Ocho segundos muy caros; o sumamente baratos, según se mire. En todo caso, los pececillos republicanos se azoraban entre deseo y realidad; deseo de una naturaleza que se confundía con la fantasía. Qué vieja es la ciencia política. Ahora tenemos un gobierno en Madrid empeñado en la exuberancia de la balsa.
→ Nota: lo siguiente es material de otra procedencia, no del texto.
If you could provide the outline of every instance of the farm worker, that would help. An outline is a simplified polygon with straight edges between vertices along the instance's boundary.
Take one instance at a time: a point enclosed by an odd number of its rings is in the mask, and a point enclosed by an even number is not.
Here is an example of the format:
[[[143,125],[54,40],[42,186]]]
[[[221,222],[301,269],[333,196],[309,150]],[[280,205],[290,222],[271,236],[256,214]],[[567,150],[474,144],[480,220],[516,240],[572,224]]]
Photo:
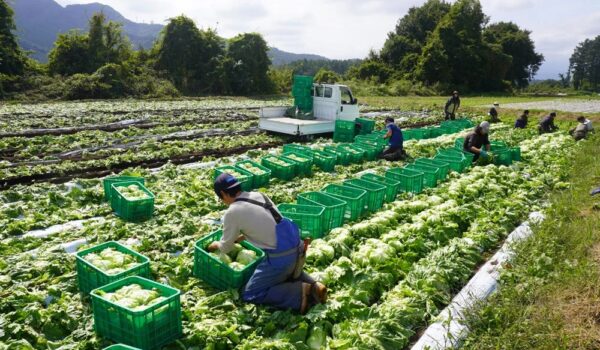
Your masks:
[[[475,155],[473,162],[479,159],[479,157],[484,159],[488,157],[488,152],[490,151],[489,132],[490,123],[484,121],[475,128],[475,131],[465,137],[463,150]]]
[[[515,129],[525,129],[527,127],[527,119],[529,118],[529,110],[523,111],[523,114],[515,121]]]
[[[585,124],[585,120],[585,117],[578,117],[577,121],[579,124],[577,124],[575,128],[569,130],[569,134],[573,136],[575,141],[583,140],[587,137],[589,131],[587,125]]]
[[[303,271],[305,245],[298,226],[281,216],[262,193],[244,192],[231,174],[215,179],[217,196],[229,207],[223,216],[223,237],[209,251],[228,253],[238,241],[247,239],[265,252],[244,287],[242,299],[306,313],[327,299],[327,288]]]
[[[500,104],[498,102],[494,102],[494,105],[492,106],[492,108],[490,108],[490,111],[488,112],[488,115],[490,116],[490,123],[500,122],[500,118],[498,118],[497,108],[500,108]]]
[[[585,124],[585,126],[586,126],[586,129],[587,129],[588,133],[590,133],[590,132],[594,132],[594,127],[592,126],[592,121],[591,121],[591,120],[589,120],[589,119],[587,119],[586,117],[583,117],[583,116],[582,116],[582,117],[580,117],[580,118],[583,118],[583,119],[584,119],[584,122],[583,122],[583,124]],[[579,120],[579,118],[577,118],[577,120]]]
[[[388,148],[383,151],[382,157],[386,160],[399,160],[406,156],[404,152],[404,138],[402,130],[394,123],[394,118],[385,118],[385,128],[387,133],[383,136],[384,139],[389,139]]]
[[[446,101],[446,106],[444,107],[444,112],[446,113],[446,120],[452,119],[454,120],[455,113],[460,107],[460,97],[458,97],[458,91],[454,91],[452,96]]]
[[[558,127],[554,125],[555,117],[556,113],[552,112],[549,115],[545,116],[544,119],[542,119],[540,125],[538,126],[538,131],[540,132],[540,134],[545,134],[558,130]]]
El humor, la cárcel, tampoco el cariño del PSC se han demostrado eficaces a las servidumbres arriba comentadas. Mas habría un remedio. Es una cura asequible, sencilla, quiero pensar que eficaz con un poco de esfuerzo y ternura. Y es medicinal, está apoyada en la ciencia y en la sabiduría milenaria: compren una droga predilecta, sobre la que todavía no haya caído el brazo censor de la farmacología, el mismo que se cargó el Myolastan, por ejemplo. Tómenla en sus mejores condiciones, acompañados o solos, con el capricho que se antoje. Aporto un testimonio, el de Alonso de la Torre, quien da fe del remedio: en su boda, se tomó un Optalidón con una copa de vino y un langostino y alcanzó “aquella noche el cielo de la literatura excelsa”. La misma persona explicaba que, durante un viaje en autobús de Cáceres a Badajoz, un comprimido de Biodramina D le proporcionó “tal lucidez” que dejó de ser marxista.